BEIRUT: Hezbollah lashed out at U.S. President Barack Obama Friday over the speech on the Arab uprising that he delivered the day before, asking how Obama could call for reform when the U.S. is “allied to dictators.”
“The only thing that surprised us about … Obama’s arrogant rhetoric was the level of his rudeness and distortion of several issues,” said a statement issued by the party.
“Obama’s previous speech in Cairo and the [recent] one in Washington will add nothing to his eroding political capital, which was exhausted by his completely biased positions [in support of] the Zionist enemy … and his permanent hostility toward the people, their rights and free choice,” Hezbollah added.
The party highlighted Washington’s continuing support for dictatorships in the Arab world and his failure to address the essential rights of the Palestinian people, which were endorsed by the U.N., “especially the refugees’ right of return and the issue of Jerusalem.”
Hezbollah slammed the American policy of “pressure and sanctions” against Syria, linking the measures to Syria’s decision to carry out reforms of its initiative, away from U.S. demands.

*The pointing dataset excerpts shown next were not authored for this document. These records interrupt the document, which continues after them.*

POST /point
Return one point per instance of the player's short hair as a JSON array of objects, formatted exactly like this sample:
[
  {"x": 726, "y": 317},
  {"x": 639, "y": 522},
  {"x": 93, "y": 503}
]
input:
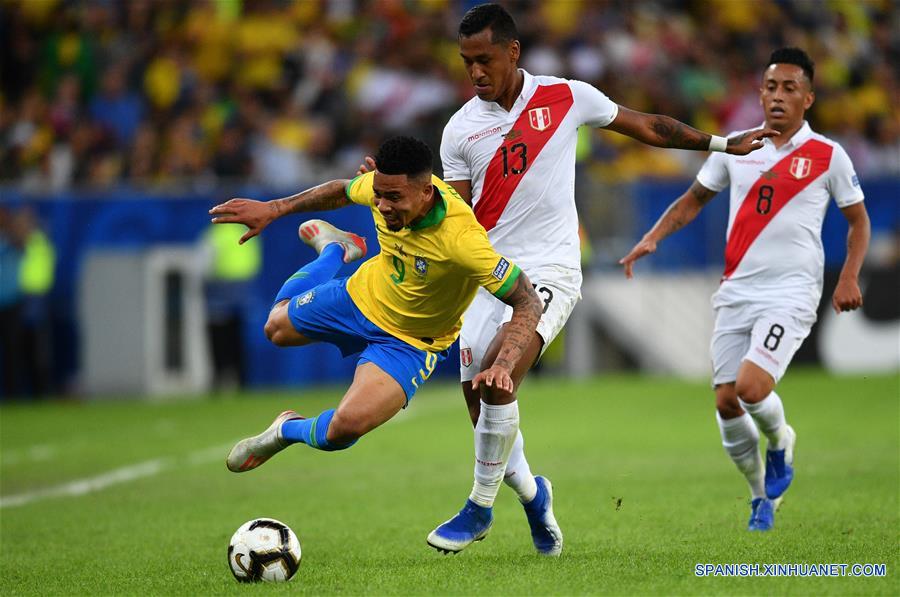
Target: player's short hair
[
  {"x": 503, "y": 27},
  {"x": 404, "y": 155},
  {"x": 797, "y": 57}
]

In this speech, Obama hailed the popular uprisings sweeping the Arab world as a “historic opportunity,” and said that “it will be a policy of the United States to promote reform across the region.”
Obama said that any agreement creating a Palestinian state must be based on the borders that existed before Israel captured the West Bank in the 1967 Arab-Israel war, with “mutually agreed [land] swaps.”
The U.S. president also said Syrian President Bashar Assad, who has been grappling with nine weeks of popular unrest, “now has a choice: he can lead that transition, or get out of the way.”
Caretaker Justice Minister Ibrahim Najjar, a Lebanese Forces-backed official, hailed Obama’s remarks on the Israeli-Palestinian conflict.
“It is a great idea now, given what is happening in the Middle East, that a new step is made by the Israelis and the Palestinians toward a new path for peace. The rapprochement between governments in Gaza and the West Bank is really important and it is an [opportunity] to be seized,” Najjar told The Daily Star.
Najjar said that Obama’s remarks to Assad were “accurate” and “clear.”
“I found what he said accurate and was as clear as possible. I don’t think that [Obama] could have said anything further publicly.”
The caretaker minister said that U.S. Assistant Secretary of State for Near Eastern Affairs Jeffrey Feltman’s visit to Lebanon, which began Thursday, was rumored to be aimed at determining the potential effects in Lebanon of a collapse of the Syrian regime.
“It is very important for the U.S. to know what could eventually happen in Lebanon and it is wise to work out some alternatives for it,” he said.
Former Premier Salim al-Hoss told The Daily Star, “the speech contained so much talk without meaning.”
“We don’t accept his proposal [about the Israeli-Palestinian conflict]. It is as if before the 1967 occupation, Israel wasn’t a problem for us. We want Palestine, stretching from the [Mediterranean Sea] to the [Jordan] River,” Hoss said.
“But this doesn’t mean that we want to throw the Jews into the sea. Let there be a Jewish community in the land of Palestine, but Palestine should have an Arab identity,” he added.
Hoss said that Obama’s remarks about Assad reflected “arrogance.”
“We never say to the U.S. president, ‘You either do this or leave.’”
Minieh MP Ahmad Fatfat said that Obama’s speech was mainly directed toward the American public, while the focus on the 1967 borders was “good.”
“But if the right of return is not addressed, this means that nothing has been done,” he added. – with additional reporting by Patrick Galey
Syrian envoy: U.S. rhetoric not surprising
BEIRUT: Syria’s ambassador to Lebanon said Friday that U.S. President Barack Obama’s speech a day earlier was “not surprising,” adding it reflected a bias toward Israel in American foreign policy.
“The U.S. rhetoric is not surprising. When it comes to the region, U.S. policy was, and is, biased to Israeli aggression and ambitions, and [the speech] did not offer any program that satisfies the Arab citizen,” Ambassador Ali Abdel-Karim Ali told reporters after a meeting with Speaker Nabih Berri at the latter’s residence in Ain al-Tineh.
The Syrian diplomat said that the solutions promised by the U.S. administration “provided nothing new.”
In his speech on the wave of Arab uprisings, Obama said that Syrian President Bashar Assad, who has been grappling with nine weeks of unrest, “now has a choice: he can lead that transition, or get out of the way.”
Ali said that Syria was heading in the right direction. “Syria … will emerge … more fortified. God willing, reforms are moving at an accelerated pace.”
Asked if there was a connection between the visit of Jeffrey Feltman, the U.S. assistant secretary of state for Near Eastern affairs, which began Thursday in Lebanon, and events in Syria, Ali said Feltman “is not new to Lebanon; he interferes in Lebanon from inside and outside [the country].”
Asked about the national dialogue that Assad promised to launch with the Syrian opposition, Ali said the dialogue will be “broad-based and open, and will include all Syrians.”